Valls, Estrosi, Larcher… le best-of des réactions politiques de la matinée

Le 49.3, la situation à Alep, et les différentes orientations de François Fillon étaient au cœur de l'actualité politique des matinales.

C'est la secousse politique de la matinée. Invité de France Inter, Manuel Valls a surpris en proposant de supprimer "purement et simplement" le controversé article 49.3. "Je propose une renaissance démocratique car il y a un malaise dans notre démocratie", a jugé l'ancien Premier ministre désormais candidat à la primaire de la gauche. "Je connais parfaitement les effets pervers du 49-3. Je suis très lucide. Dans la société de la participation dans laquelle nous vivons, son utilisation est devenue dépassée et apparaît comme brutale. Je proposerai, hors texte budgétaire de supprimer purement et simplement le 49.3. Je veux revenir aux sources de l’esprit démocratique, en associant davantage les citoyens aux prises de décision", a-t-il poursuivi. Pour rappel, Manuel Valls a utilisé six fois le 49.3 durant son passage à Matignon.

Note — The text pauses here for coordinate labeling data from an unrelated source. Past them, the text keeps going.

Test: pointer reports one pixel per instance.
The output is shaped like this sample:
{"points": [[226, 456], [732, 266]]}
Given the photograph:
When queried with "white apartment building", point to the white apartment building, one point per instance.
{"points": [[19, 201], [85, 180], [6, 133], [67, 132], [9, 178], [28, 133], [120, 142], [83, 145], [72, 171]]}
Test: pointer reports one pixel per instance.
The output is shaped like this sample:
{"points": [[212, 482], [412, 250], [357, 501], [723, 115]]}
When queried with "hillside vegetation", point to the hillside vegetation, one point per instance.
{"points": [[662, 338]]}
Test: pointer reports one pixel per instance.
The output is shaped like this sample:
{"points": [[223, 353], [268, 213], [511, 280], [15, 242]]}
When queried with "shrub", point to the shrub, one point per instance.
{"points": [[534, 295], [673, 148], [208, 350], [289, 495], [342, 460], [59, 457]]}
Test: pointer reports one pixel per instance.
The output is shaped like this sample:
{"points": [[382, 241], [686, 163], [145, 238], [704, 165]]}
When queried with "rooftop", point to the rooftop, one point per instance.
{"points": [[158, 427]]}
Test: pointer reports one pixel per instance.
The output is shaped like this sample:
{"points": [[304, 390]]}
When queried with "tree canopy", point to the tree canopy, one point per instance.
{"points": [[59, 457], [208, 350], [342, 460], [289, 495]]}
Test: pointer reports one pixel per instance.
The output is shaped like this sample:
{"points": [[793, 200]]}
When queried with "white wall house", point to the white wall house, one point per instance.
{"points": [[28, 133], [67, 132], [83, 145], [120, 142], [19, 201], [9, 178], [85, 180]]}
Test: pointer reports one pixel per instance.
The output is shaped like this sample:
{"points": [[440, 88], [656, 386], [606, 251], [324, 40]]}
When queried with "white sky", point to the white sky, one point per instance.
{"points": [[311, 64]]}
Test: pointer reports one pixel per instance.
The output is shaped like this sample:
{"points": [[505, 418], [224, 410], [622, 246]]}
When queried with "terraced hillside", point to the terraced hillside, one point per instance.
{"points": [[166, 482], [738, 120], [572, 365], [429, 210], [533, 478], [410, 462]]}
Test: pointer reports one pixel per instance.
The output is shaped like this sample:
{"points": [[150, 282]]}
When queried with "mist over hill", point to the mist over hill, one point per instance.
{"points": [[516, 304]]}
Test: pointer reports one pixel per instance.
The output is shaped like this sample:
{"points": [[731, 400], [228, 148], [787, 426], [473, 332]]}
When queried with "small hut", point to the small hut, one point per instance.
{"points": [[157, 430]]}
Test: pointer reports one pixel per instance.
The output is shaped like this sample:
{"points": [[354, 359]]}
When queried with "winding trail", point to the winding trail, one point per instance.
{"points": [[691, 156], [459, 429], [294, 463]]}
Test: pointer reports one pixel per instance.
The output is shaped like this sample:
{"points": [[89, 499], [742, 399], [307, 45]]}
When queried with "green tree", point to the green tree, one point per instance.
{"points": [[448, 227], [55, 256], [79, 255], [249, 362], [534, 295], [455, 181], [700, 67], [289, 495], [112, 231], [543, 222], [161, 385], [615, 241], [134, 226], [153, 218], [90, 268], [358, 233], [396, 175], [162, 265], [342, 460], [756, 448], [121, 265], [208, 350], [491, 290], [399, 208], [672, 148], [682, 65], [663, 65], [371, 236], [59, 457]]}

Manuel Valls répond aux questions de Patrick Cohen par franceinter

Christian Estrosi était l'invité de Radio Classique ce jeudi matin. Il a évoqué ses relations avec François Fillon. "J'ai rencontré François Fillon, a indiqué le président de la région PACA. Il sait que mon soutien lui est acquis. Voilà 20 ans, en tant que gaulliste, je soutiens Nicolas Sarkozy, je ne suis pas devenu fillonniste en 24 heures. Nous avons des appréciations de vue... complémentaires, j'ai des choses à mettre sur la table". Il a également indiqué que François Fillon lui avait proposé de faire partie de son équipe de campagne.


"Cela fait 20 ans que j'accompagne Nicolas... par radioclassique

Invité de RTL, Gérard Larcher est revenu sur le silence de François Fillon au sujet d'Alep, tandis que les forces de Bachar al-Assad ont pris possession des quartiers rebelles de la deuxième ville syrienne cette semaine, au prix de violents bombardements. "Le président de la Russie s'appelle Poutine, qu'on l'aime ou qu'on ne l'aime pas", a déclaré le président du Sénat. "Et n'ai aucune sympathie pour Bachar al-Assad, qui a une responsabilité majeure. Mais on attend des politiques qu'ils construisent des solutions et pas simplement qu'ils versent des larmes, même si les larmes sont une réalité qu'il faut partager".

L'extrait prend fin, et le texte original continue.